Juvenile angiofibroma is a rare, basically invasive, practically mild, vascular neoplasm. Due to its being developed in inaccessible spot in the nasopharynx, open surgery generally needs osteotomies that lead to diminishing of facial growth in adolescent boys. It is seen exclusively in adolescent males prominently.
Features of Juvenile Angiofibroma
- Distinguishing features encompasses the site of origin, process of spread and systems of arterial supply.
- Though mild, its assertive nature is visible as it disseminates along natural tissue planes and foramina.
- It begins in the upper lining of the sphenopalatine foramen, created by the branching of palatine bone, horizontal ala of vomer and base of pterygoid process.
- It grows ahead into the nasal region, upwards into the sphenoid, and spreads into the pterygopalatine fossa, via pterygomaxillary fissure into the infratemporal fossa.
Causes of Juvenile Angiofibroma
Juvenile angiofibroma is not a common disorder. It is basically seen in adolescent boys. The tumor in question, have several blood arteries, spreading within the region in which it begins, and can lead to bone damage.
Symptoms of Juvenile Angiofibroma
- Problem in respiration via nose
- Frequent and easy bruising
- Frequent or recurrence of nose bleeding
- Loss of hearing capacity
- Nasal discharge, often bloody
- Prolonged bleeding
- Stuffy nose
Exams and Tests
The doctor may detect the angiofibroma when checking the upper throat.
Tests may include:
- Arteriogram to judge the blood supply to the growth
- MRI scan of the head
- CT scan of the head
Biopsy is usually not suggested due to the high risk of blood loss.
The primary forms of modalities are radiotherapy and surgery.
- Combination therapy has been used for severe tumors which are either surgically cannot be removed or have intracranial extension.
- Previously, treatments are recommended of expectant management, surgery, irradiation, embolization and hormonal therapy. With the discovery of exact staging of disease, the selection of primary treatment modality has been increased many folds.
- Minimally reactive therapy in terms of endoscopic resection is now available for small, extracranial tumours.
Radiotherapy is now mostly recommended for the life threatening ailment. Its side effects may encompass stunted craniofacial development and expected carcinogenicity therefore it is not suggested to go for radiotherapy for adolescent males.
Choice of the surgical option is recommended by several factors like location of tumor, expansion, tumor vasculature and influence of embolisation, surgical proficiency available and craniofacial age of the patient. Almost 40% of vertical maxillary development is witnessed after 12 years of age. Hence, craniofacial surgery in pubertal males potentially leads to facial growth disorder.
- The surgical approaches can be endoscopic transnasal, medial maxillectomy, LeFort 1 osteotomy, transpalatal, and infratemporal with or in the absence of craniotomy.
- Tumor restricted to the nasal cavity and paranasal sinuses can be handled by endoscopic or transpalatal options.
- More severe pterygopalatine engagement requires the exposure to the LeFort 1 or medial maxillectomy approach.

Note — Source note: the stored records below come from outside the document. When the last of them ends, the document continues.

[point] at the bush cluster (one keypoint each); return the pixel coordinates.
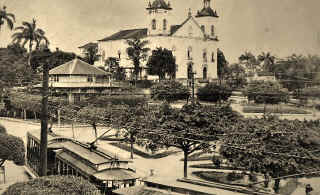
(53, 185)
(233, 176)
(213, 92)
(268, 92)
(169, 91)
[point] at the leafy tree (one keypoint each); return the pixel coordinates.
(53, 185)
(266, 92)
(268, 61)
(117, 72)
(162, 63)
(169, 91)
(29, 32)
(277, 147)
(12, 149)
(91, 54)
(137, 51)
(214, 93)
(221, 64)
(189, 129)
(9, 18)
(249, 60)
(235, 76)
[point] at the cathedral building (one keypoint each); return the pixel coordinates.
(194, 42)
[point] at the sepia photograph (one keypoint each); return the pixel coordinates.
(159, 97)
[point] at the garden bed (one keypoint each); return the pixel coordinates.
(212, 166)
(221, 177)
(277, 109)
(142, 153)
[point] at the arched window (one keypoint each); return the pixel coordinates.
(190, 31)
(204, 55)
(154, 24)
(203, 28)
(189, 71)
(212, 30)
(164, 24)
(205, 73)
(189, 53)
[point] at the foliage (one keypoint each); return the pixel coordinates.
(13, 68)
(170, 91)
(184, 128)
(12, 149)
(137, 51)
(235, 76)
(91, 54)
(249, 61)
(279, 109)
(266, 92)
(3, 130)
(130, 100)
(117, 73)
(29, 32)
(213, 92)
(162, 63)
(280, 147)
(221, 64)
(9, 18)
(268, 61)
(52, 185)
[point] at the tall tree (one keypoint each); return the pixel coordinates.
(268, 61)
(9, 18)
(221, 64)
(249, 60)
(137, 51)
(190, 129)
(162, 63)
(29, 32)
(91, 54)
(277, 147)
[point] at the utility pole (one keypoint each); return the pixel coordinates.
(44, 118)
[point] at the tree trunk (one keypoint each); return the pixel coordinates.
(44, 122)
(185, 164)
(30, 51)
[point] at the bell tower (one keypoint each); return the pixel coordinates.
(158, 17)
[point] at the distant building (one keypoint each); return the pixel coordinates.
(194, 42)
(77, 79)
(83, 49)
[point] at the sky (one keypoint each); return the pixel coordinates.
(282, 27)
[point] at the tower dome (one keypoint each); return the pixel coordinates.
(207, 11)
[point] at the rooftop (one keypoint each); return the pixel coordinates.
(77, 67)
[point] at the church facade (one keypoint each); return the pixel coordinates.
(194, 42)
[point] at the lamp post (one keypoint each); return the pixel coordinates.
(44, 116)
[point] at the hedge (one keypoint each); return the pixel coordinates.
(214, 93)
(53, 185)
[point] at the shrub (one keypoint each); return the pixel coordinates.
(214, 93)
(217, 160)
(130, 100)
(233, 176)
(169, 91)
(53, 185)
(3, 129)
(266, 92)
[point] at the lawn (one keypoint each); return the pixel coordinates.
(276, 109)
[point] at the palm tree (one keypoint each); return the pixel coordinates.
(29, 33)
(268, 61)
(9, 18)
(137, 51)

Endoscopic Trans-nasal Approach
- This is the only option that creates minimal soft tissue and bony disorder, hence, it offers better cosmesis and without any craniofacial growth disorder.

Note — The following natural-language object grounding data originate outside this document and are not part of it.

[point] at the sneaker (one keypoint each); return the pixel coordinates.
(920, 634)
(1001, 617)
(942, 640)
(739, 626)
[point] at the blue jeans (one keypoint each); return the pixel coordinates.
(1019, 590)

- It is considered as excellent endoscopic visualization of the paranasal sinuses, vis-à-vis other approaches.
- It counters the requirements for pre-operative embolisation as it enables transantral monitoring of internal maxillary veins. Hence, it is the best approach to opt for in this case.
- However, due to restricted accessibility, it is advisable only for small, extracranial tumours limited to the nasopharynx, nasal cavity and sphenoid sinus.
- Treatment is obvious if the angiofibroma is developing faster, bigger hindering the air passages, or causing frequent nosebleeds. In some cases, there is no need of any kind of treatment.
- Surgery may be required to resect the tumor. Removal is generally tough as the tumor is not limited and may have spread to other parts.
- A procedure called embolization may be selected to ward off bleeding of the tumor. The process may fix the nosebleeding by itself, or a further surgery to remove the tumor can also be required.
The objective of treating the juvenile angiofibroma is to accomplish symptomatic monitoring, if not, total eradication of the ailment. This will be based on right assessment of the stage of the disease extent, right choice of treatment modality and monitoring for disease recurrence.
For small, extracranial tumors, restricted to the nasal cavity and paranasal sinus, endoscopic resection is one of the best substitutes.
Albeit not cancerous, angiofibroma may keep on growing. Some may vanish untreated.
It is often witnessed that the tumor returns after surgery.
- Pressure on the brain (rare)
- Dissemination of the tumor to the sinuses, nose, sinuses, and other parts off shooting from nose
When to Call a Medical Practitioner
Call your health care professional if your nose often bleeds.
There are no known preventive measures available to resort.